In the 1960s he sold magazines in New Orleans, and then travelled around the US, taking cooking jobs and opening more unsuccessful eateries; he created his own mixtures of spices, which he gave away to customers. In 1970 he returned to New Orleans and, despite being self-taught, became a sous chef at the hotel Le Pavillon, where he met his second wife, Kay Hinrichs.

Then at another hotel, Maison Dupuy, he began cooking his own Cajun food. Success beckoned. In 1975 he became executive chef of Commander’s Palace, the well known Creole restaurant, where he introduced his Cajun dishes, such as jambalaya, dirty rice and chicken and Andouille (sausage) gumbo made with an authentic roux of very dark flour cooked with oil.
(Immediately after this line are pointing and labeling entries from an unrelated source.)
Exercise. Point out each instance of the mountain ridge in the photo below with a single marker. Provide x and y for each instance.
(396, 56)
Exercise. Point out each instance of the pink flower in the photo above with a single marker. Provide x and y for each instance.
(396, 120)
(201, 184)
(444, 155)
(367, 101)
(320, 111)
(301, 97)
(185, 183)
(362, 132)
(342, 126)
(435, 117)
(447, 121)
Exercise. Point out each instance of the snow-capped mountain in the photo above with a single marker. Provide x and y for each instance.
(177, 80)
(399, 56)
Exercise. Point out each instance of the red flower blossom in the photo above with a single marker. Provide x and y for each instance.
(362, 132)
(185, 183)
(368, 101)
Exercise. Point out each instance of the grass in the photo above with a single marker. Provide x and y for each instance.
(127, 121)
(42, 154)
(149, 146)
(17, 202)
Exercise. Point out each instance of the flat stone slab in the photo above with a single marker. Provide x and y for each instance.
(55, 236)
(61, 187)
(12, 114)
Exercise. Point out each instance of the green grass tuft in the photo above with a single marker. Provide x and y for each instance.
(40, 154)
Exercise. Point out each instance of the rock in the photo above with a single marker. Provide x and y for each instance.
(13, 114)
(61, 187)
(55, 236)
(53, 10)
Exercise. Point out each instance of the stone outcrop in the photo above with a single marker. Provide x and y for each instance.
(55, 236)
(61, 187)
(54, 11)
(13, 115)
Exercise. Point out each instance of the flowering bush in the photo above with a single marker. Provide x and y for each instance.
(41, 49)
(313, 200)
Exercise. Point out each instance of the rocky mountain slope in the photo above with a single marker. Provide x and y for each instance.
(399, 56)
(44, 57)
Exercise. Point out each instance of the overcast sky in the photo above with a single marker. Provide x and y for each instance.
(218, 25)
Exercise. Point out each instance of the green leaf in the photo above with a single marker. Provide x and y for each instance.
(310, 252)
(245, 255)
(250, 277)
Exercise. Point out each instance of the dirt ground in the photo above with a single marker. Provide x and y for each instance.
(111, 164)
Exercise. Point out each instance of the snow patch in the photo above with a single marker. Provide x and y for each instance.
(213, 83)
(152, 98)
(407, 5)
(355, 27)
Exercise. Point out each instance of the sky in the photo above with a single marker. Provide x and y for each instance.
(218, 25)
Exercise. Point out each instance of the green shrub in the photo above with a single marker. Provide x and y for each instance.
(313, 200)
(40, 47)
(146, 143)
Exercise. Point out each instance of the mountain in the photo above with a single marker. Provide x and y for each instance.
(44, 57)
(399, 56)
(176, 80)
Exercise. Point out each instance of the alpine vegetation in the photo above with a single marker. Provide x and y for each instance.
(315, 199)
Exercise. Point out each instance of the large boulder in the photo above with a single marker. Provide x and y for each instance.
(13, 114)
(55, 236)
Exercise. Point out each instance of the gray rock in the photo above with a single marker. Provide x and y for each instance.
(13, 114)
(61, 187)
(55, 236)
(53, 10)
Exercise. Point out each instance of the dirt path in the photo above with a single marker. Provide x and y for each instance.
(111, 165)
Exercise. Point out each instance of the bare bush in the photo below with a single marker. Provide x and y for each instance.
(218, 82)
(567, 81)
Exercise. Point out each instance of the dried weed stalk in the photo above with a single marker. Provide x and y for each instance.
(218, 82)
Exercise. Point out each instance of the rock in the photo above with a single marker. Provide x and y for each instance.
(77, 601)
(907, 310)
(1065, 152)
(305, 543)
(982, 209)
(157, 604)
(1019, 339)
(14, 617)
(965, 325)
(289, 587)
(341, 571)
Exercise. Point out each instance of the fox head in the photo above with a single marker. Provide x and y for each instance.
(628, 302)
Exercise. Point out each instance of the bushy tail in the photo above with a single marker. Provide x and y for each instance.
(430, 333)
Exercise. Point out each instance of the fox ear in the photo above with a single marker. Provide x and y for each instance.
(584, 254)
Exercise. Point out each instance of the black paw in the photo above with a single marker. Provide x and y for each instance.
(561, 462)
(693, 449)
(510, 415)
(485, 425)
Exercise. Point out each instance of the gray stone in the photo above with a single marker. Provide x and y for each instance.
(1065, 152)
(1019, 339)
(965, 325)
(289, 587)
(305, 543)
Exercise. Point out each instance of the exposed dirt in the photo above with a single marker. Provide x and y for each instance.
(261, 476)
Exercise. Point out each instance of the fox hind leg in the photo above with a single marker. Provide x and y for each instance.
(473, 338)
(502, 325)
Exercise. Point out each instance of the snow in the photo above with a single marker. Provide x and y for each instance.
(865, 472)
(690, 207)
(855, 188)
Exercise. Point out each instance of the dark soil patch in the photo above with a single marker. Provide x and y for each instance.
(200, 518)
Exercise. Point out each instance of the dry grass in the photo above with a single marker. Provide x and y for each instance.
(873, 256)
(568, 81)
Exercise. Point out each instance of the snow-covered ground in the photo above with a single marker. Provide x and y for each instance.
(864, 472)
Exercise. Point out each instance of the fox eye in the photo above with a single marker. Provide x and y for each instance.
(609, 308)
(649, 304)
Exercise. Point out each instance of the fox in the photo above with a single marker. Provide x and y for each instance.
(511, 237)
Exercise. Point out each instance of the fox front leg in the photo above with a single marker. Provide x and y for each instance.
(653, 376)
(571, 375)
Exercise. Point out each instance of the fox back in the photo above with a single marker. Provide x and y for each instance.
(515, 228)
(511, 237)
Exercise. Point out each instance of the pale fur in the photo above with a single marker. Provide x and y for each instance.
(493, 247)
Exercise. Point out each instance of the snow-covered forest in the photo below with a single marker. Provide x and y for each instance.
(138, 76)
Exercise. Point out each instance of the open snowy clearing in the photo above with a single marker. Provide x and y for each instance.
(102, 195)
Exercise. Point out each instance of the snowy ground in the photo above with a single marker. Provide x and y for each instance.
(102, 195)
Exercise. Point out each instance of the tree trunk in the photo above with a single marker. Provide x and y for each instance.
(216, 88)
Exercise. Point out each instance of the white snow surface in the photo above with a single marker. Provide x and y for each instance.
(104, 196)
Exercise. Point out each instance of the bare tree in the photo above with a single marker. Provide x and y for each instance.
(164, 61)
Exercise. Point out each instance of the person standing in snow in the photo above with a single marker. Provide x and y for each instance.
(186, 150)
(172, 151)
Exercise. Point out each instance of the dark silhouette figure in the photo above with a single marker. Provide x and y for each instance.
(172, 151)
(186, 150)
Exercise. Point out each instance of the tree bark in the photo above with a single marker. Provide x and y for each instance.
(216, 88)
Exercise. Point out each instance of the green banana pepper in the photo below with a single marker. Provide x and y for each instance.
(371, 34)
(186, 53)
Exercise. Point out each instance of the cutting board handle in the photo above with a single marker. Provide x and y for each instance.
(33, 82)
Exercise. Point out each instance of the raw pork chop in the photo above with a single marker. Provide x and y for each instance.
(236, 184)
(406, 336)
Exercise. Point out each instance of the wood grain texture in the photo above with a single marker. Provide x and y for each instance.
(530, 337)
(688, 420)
Creole combines French cuisine with Spanish and Italian in an urban style representative of New Orleans’ mixed ethnic composition, and was developed by black cooks, who added African ingredients and techniques. Whereas “Cajun cooking,” Prudhomme said to Claiborne in 1981, “is old French cooking that was transformed into a Southern style when my ancestors migrated to Louisiana [many from French-speaking Canada]. It is spicier with pepper than authentic French.” But he added that among the Frenchmen who had cooked with him, “those who come from Grenoble… say, ‘That’s how my grandmother used to cook.’”

In 1979 he was invited by a food magazine to give a cooking demonstration in New York with visiting French and Italian chefs and a group from California that included Alice Water of Chez Panisse; this marked his becoming part of a trend, “New American Cooking”, which emphasised the regional character of American foodways. The same year, he and his wife, Kay, opened K-Paul’s Louisiana Kitchen on Chartres Street in the French Quarter, serving “down-and-dirty Cajun” plus a few Creole dishes such as mirliton or chayote, an intrinsically tasteless gourd but stuffed with fried oysters draped in sauce hollandaise.

K-Paul’s had no freezer, as Prudhomme had long ago accepted the gospel of fresh ingredients, and it also didn’t take credit cards or table bookings for its 64 seats. Tables were formica, drinks were served in jars, and you were often seated at a table with people you had never met. Dinner cost about $5 a head, but as the most popular restaurant in the city it did four or five seatings, and his rent was only $50 a month.

During the 1980s he became a familiar face and Falstaffian presence on US television, urging Americans to spice up their cooking; instructions for doing so were contained in his many cookery books. He took K-Paul’s upmarket and sold a range of his seasoning mixtures nationally.

He got into colourful scrapes from time to time. When he was running a pop-up restaurant in New York in 1985, the Board of Health, before it even opened, cited 29 violations; Prudhomme launched it anyway, and they threatened to jail him. Mayor Koch personally intervened in the “Gumbo War”, and it operated for five weeks with queues reported to be four blocks long. In 1992 he was in trouble for forgetting he had packing a loaded revolver in his carry-on luggage at Baltimore Airport. In 2004 he took 1800kg of food and seasonings to Guantanamo Bay to cook for US troops stationed there.

Hurricane Katrina in August 2005 shut down his restaurant, along with much of the city, and during the restoration he gave his services as a chef at a relief centre for the military and for those residents able to stay in the French Quarter. His team provided 6,000 meals in 10 days, and he was able to reopen in October, as the premises were not badly damaged. In 2008 he was bizarrely struck by a stray bullet while catering a golf tournament in New Orleans. It only grazed his arm, and he thought at first that it was a bee-sting . He was back at the stove in five minutes.

Before his death following a brief illness, he had got his figure back. At a 2013 cooking demonstration, though it was still done from his motorised cart, he revealed to the crowd that he was now a svelte 200 pounds.

Paul Prudhomme, chef: born Opelousas, Louisiana 13 July 1940; married firstly, secondly 1970 Kay Hinrichs (died 1993), 2010 Lori Bennett; died New Orleans 8 October 2015.